She focused on students coming from families in the bottom quarter of incomes nationally. Of these, perhaps three-quarters are non-whites. So in a sense, she says, the low-income demographic is a proxy for economically deprived students of color, usually where they would be the first generation to attend college.
For every 10,000 low-income, high-school freshmen, 6,600 will get a high school diploma, she found. Slightly more than half of those, roughly 3,860 will enter college – although only 710 will graduate college, i.e. seven percent. Among those who go to college, just 76 will have majored in a STEM field – and fewer than half, 30, will eventually earn a bachelor’s degree in a STEM field. “That’s 0.3 percent of the original 10,000,” Kailikole observes.

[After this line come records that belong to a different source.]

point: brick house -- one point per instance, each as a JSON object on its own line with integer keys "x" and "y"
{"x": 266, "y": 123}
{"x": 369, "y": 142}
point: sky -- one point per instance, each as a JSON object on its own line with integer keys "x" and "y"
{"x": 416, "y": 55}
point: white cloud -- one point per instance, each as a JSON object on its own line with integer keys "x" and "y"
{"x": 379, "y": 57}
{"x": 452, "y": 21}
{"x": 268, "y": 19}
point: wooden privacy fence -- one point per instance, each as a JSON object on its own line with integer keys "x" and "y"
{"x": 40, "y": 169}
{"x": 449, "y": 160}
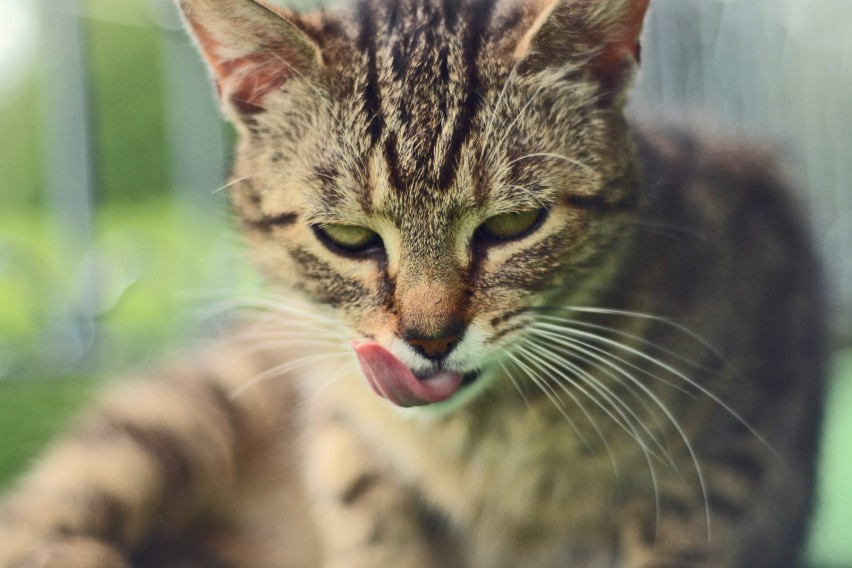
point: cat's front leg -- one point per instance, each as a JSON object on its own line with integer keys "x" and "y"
{"x": 364, "y": 517}
{"x": 151, "y": 458}
{"x": 24, "y": 549}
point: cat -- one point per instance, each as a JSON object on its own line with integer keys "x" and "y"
{"x": 508, "y": 325}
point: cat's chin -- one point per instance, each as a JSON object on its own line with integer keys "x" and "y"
{"x": 391, "y": 379}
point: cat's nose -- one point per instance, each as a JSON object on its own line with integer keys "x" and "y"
{"x": 433, "y": 348}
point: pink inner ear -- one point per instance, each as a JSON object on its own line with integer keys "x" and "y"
{"x": 621, "y": 43}
{"x": 252, "y": 77}
{"x": 247, "y": 80}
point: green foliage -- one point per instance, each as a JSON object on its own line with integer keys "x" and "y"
{"x": 126, "y": 92}
{"x": 30, "y": 414}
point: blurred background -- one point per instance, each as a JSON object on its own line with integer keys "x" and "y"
{"x": 114, "y": 234}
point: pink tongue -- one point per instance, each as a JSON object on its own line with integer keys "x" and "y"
{"x": 393, "y": 380}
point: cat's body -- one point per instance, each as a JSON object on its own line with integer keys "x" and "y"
{"x": 633, "y": 372}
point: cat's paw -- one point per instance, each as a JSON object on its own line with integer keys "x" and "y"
{"x": 21, "y": 551}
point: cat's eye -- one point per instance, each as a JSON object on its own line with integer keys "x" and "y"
{"x": 511, "y": 226}
{"x": 349, "y": 238}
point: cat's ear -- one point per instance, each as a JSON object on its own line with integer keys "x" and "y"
{"x": 251, "y": 46}
{"x": 602, "y": 35}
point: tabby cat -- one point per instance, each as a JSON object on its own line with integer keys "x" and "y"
{"x": 507, "y": 327}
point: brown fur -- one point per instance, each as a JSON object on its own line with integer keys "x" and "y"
{"x": 645, "y": 363}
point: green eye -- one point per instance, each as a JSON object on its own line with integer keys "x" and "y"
{"x": 511, "y": 225}
{"x": 350, "y": 238}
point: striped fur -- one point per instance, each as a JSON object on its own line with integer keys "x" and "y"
{"x": 642, "y": 367}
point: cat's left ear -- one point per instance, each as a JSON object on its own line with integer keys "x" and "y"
{"x": 252, "y": 48}
{"x": 601, "y": 35}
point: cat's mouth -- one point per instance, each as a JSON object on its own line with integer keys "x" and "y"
{"x": 393, "y": 380}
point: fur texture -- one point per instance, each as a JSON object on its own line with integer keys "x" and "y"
{"x": 642, "y": 365}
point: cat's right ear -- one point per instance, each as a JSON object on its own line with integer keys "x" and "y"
{"x": 601, "y": 36}
{"x": 251, "y": 48}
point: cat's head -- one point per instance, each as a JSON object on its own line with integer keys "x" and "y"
{"x": 433, "y": 170}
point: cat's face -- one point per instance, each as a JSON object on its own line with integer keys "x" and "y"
{"x": 424, "y": 170}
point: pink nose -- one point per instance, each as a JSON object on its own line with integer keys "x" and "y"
{"x": 434, "y": 347}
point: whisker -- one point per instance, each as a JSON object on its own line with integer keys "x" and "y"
{"x": 672, "y": 420}
{"x": 515, "y": 384}
{"x": 550, "y": 394}
{"x": 555, "y": 156}
{"x": 541, "y": 364}
{"x": 283, "y": 368}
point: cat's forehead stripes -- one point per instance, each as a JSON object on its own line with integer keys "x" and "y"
{"x": 423, "y": 87}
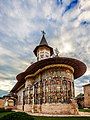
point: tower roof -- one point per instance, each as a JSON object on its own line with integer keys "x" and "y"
{"x": 43, "y": 43}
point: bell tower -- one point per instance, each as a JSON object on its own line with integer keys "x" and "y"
{"x": 43, "y": 50}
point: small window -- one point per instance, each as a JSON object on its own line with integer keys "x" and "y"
{"x": 41, "y": 56}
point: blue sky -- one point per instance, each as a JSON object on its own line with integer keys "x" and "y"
{"x": 66, "y": 22}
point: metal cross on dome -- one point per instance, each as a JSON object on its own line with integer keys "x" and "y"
{"x": 43, "y": 32}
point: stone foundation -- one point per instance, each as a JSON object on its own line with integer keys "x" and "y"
{"x": 52, "y": 108}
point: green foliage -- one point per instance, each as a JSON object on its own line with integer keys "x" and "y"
{"x": 5, "y": 110}
{"x": 17, "y": 116}
{"x": 61, "y": 118}
{"x": 84, "y": 110}
{"x": 25, "y": 116}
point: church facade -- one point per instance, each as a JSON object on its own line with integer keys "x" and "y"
{"x": 47, "y": 86}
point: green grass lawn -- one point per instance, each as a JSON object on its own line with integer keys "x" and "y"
{"x": 2, "y": 114}
{"x": 84, "y": 110}
{"x": 61, "y": 118}
{"x": 24, "y": 116}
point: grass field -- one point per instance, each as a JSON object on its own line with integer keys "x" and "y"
{"x": 84, "y": 110}
{"x": 2, "y": 114}
{"x": 24, "y": 116}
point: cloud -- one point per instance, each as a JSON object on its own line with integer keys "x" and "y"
{"x": 20, "y": 24}
{"x": 3, "y": 92}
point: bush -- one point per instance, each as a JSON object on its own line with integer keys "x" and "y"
{"x": 17, "y": 116}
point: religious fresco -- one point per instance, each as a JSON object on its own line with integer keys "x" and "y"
{"x": 54, "y": 86}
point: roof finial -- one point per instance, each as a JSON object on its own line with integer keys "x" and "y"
{"x": 43, "y": 32}
{"x": 57, "y": 52}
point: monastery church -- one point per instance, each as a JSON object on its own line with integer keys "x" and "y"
{"x": 47, "y": 86}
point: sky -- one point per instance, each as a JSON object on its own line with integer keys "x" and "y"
{"x": 67, "y": 27}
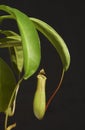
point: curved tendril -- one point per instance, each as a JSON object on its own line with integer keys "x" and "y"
{"x": 54, "y": 93}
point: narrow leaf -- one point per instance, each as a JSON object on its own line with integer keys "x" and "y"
{"x": 7, "y": 85}
{"x": 30, "y": 40}
{"x": 56, "y": 40}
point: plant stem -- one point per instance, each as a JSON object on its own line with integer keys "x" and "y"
{"x": 10, "y": 44}
{"x": 6, "y": 119}
{"x": 54, "y": 93}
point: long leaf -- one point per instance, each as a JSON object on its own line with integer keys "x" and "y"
{"x": 7, "y": 85}
{"x": 56, "y": 40}
{"x": 30, "y": 40}
{"x": 16, "y": 52}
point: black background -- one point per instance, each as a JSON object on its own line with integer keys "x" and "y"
{"x": 67, "y": 111}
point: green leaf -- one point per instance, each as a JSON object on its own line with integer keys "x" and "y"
{"x": 16, "y": 55}
{"x": 30, "y": 40}
{"x": 7, "y": 85}
{"x": 56, "y": 41}
{"x": 16, "y": 52}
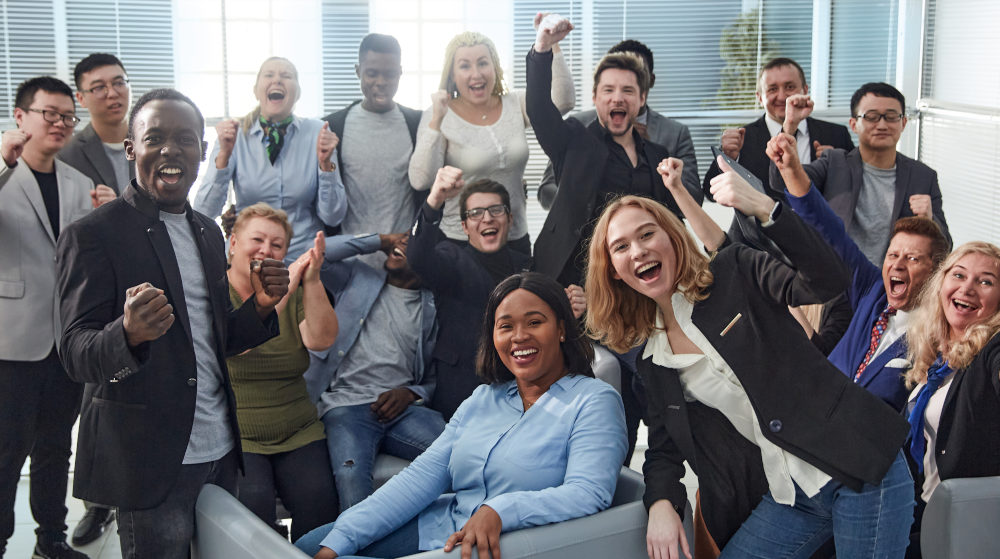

“So we’re basically losing 25 percent of the population” that could have could have trained for and entered the STEM workforce, she says. That’s a “horrific loss.”
“And a surprise,” she says. Much worse than federally compiled trend data indicated.
Ordinarily, she says, 16 percent of college graduates get degrees in STEM fields. And that’s what she saw when she followed students from across the nation, without stratifying by income: 2,400 out of every 10,000 will get a college degree, 400 in STEM fields. The fact that these STEM graduates come almost exclusively from middle- and upper-income families has basically escaped notice, Kailikole says. “And I think it’s because low-income hasn’t been on anybody’s radar screen.” Indeed, she found, few federal agencies look at STEM recruits by income level.
Their aggregating overall- and STEM-graduate figures, she says, hid the fact that one-quarter of the population has been disappearing from the STEM talent pool.
Her own experience as a college-math educator has shown that in many cases, low-income students enter college with an interest in and aptitude for STEM careers. Because these same students tend to enter college with both a greater financial need and “academic debt” – poor high-school preparation in STEM subjects – these students fall further behind their wealthier peers, semester after semester. Eventually, they decide it’s just too tough an uphill battle, she says, and they either switch majors or drop out.
Kailikole’s institute will be looking to address these disadvantages at both the pre-college and college level in hopes of retaining low-income students in STEM fields. She doesn’t kid herself: “It will be a challenge.”